Le LEP conserve ainsi 0,8 point d’avance sur le Livret A, un écart voulu par la Banque de France pour protéger les ménages modestes. Son problème reste ailleurs : 12 millions de Français en détiennent un, alors que la Banque de France estime le nombre de bénéficiaires potentiels à près de 30 millions.

Si vos revenus vous rendent éligible, l’arbitrage se règle en une phrase : le LEP se remplit avant le Livret A, jusqu’à son plafond de 10 000 €. Encore faut-il que le rendement affiché résiste à la comparaison avec la hausse des prix.

Le rendement réel, seul juge de paix

Un taux d’épargne ne dit rien tant qu’on ne le confronte pas à l’inflation. D’après les données définitives publiées par l’Insee le 10 juillet, les prix à la consommation ont augmenté de 1,8 % sur un an en juin 2026, après 2,4 % en mai. Un Livret A à 1,70 % reste donc en dessous, d’un dixième de point.

Le constat n’est pas neuf : nous relevions déjà en juin un taux passé sous la hausse des prix, avec un rendement réel négatif d’environ 0,9 point. La révision du 1er août ramène cet écart à presque rien. Votre épargne cesse de perdre franchement du terrain sans pour autant en gagner.

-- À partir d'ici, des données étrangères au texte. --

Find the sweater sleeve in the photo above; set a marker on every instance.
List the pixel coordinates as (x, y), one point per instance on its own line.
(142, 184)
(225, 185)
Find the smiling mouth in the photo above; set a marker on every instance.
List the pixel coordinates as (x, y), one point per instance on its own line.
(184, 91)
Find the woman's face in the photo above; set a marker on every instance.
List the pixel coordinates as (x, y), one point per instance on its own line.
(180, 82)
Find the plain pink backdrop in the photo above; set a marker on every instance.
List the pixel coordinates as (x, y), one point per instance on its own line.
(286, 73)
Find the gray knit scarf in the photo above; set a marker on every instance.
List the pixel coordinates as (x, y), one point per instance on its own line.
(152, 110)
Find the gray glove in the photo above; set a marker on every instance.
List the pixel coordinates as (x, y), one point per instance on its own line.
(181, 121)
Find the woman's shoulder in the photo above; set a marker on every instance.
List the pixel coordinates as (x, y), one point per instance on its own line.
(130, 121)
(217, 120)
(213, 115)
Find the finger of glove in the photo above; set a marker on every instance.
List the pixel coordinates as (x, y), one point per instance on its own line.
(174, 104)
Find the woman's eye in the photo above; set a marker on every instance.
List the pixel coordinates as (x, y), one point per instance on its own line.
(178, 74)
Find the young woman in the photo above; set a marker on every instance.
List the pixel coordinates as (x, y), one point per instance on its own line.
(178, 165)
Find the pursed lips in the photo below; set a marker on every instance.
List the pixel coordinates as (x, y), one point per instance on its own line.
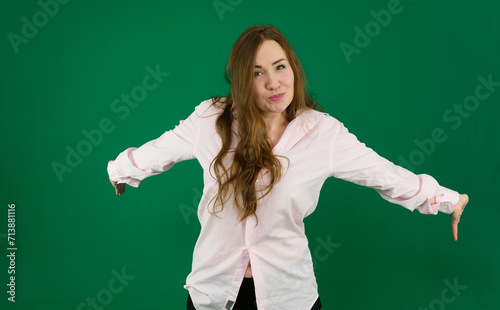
(276, 97)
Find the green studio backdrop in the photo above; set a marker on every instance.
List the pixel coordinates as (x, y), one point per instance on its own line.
(417, 81)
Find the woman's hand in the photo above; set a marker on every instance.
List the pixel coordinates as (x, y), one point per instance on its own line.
(458, 209)
(119, 188)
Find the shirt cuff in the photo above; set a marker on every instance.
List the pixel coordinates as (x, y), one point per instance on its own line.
(116, 174)
(444, 202)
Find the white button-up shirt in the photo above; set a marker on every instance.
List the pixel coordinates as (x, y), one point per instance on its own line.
(313, 147)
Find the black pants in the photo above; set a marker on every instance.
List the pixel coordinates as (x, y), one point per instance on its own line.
(246, 298)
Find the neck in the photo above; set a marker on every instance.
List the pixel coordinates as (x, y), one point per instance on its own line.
(275, 125)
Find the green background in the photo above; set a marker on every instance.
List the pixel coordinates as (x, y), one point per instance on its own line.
(72, 231)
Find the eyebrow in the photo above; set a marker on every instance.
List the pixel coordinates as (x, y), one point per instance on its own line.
(273, 62)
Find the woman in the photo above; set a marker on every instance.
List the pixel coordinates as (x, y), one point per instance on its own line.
(266, 151)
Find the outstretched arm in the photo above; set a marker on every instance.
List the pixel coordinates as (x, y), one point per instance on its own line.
(458, 209)
(119, 188)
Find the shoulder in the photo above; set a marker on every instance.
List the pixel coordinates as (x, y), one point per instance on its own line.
(208, 109)
(316, 119)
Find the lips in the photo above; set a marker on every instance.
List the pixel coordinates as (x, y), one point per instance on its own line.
(276, 97)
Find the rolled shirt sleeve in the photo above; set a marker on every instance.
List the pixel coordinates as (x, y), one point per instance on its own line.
(353, 161)
(154, 157)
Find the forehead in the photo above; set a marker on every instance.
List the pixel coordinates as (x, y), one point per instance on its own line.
(268, 52)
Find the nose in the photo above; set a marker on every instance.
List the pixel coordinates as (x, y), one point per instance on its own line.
(272, 82)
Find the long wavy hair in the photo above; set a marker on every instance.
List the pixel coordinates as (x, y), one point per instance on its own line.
(253, 152)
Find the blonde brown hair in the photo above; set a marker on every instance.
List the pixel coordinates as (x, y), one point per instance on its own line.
(253, 152)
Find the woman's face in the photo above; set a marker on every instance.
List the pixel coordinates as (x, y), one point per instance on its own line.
(273, 80)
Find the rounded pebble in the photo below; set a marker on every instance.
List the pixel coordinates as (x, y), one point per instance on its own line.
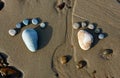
(42, 25)
(101, 36)
(63, 60)
(97, 30)
(18, 25)
(81, 64)
(12, 32)
(76, 25)
(26, 21)
(83, 24)
(35, 21)
(91, 26)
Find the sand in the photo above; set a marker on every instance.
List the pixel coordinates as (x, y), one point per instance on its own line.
(59, 38)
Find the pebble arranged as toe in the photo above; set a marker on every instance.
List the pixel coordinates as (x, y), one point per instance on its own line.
(76, 25)
(18, 25)
(91, 26)
(101, 36)
(26, 21)
(42, 25)
(63, 59)
(35, 21)
(85, 39)
(12, 32)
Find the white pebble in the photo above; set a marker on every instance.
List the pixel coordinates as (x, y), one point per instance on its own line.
(101, 36)
(97, 30)
(26, 21)
(83, 24)
(12, 32)
(18, 25)
(91, 26)
(42, 25)
(76, 25)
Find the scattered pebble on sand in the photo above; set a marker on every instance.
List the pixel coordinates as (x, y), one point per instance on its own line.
(26, 21)
(42, 25)
(12, 32)
(85, 39)
(91, 26)
(101, 36)
(18, 25)
(83, 24)
(76, 25)
(35, 21)
(97, 30)
(81, 64)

Ce quasi-équilibre suffit rarement à changer les comportements. Les ménages arbitrent d’abord sur leurs dépenses courantes, et le prix demeure le premier critère dans les rayons pour une majorité de foyers. Un livret rémunéré à 1,70 % ne compense pas un caddie plus cher : il amortit, tout au plus.

Les chiffres de collecte racontent d’ailleurs la même histoire. Depuis le début de l’année 2026, la collecte nette est négative sur les Livrets A, LDDS et LEP, et l’encours du Livret A est repassé sous 445 milliards d’euros. Les épargnants sont allés voir ailleurs, en particulier vers l’assurance-vie, dont l’encours atteignait 2 162 milliards d’euros fin mai, en progression de 5,7 % sur un an.

Une épargne de précaution qui cherche sa place

La comparaison avec l’assurance-vie mérite d’être maniée avec prudence. Le rendement moyen des fonds en euros s’établissait autour de 2,8 % pour 2025, mais il tombe à 2,31 % net une fois les prélèvements sociaux acquittés, ces derniers ayant été portés de 17,2 % à 18,8 % depuis janvier 2026. L’écart avec un Livret A défiscalisé se resserre nettement, au prix d’une disponibilité moindre et d’un capital moins garanti.

Reste que la question posée par cette révision n’est pas vraiment celle du taux. Un Livret A n’a jamais eu pour fonction d’enrichir : il sert à garder trois à six mois de dépenses accessibles en quelques clics, sans risque, pendant que le reste travaille ailleurs. Les banques doivent d’ailleurs désormais prévenir deux mois à l’avance de toute hausse de leurs tarifs, un frais qui grignote parfois plus que ce qu’un livret rapporte. Le vrai arbitrage se joue entre l’argent qui doit rester liquide et celui qui peut être immobilisé, et la hausse du 1er août ne déplace ce curseur que de façon marginale.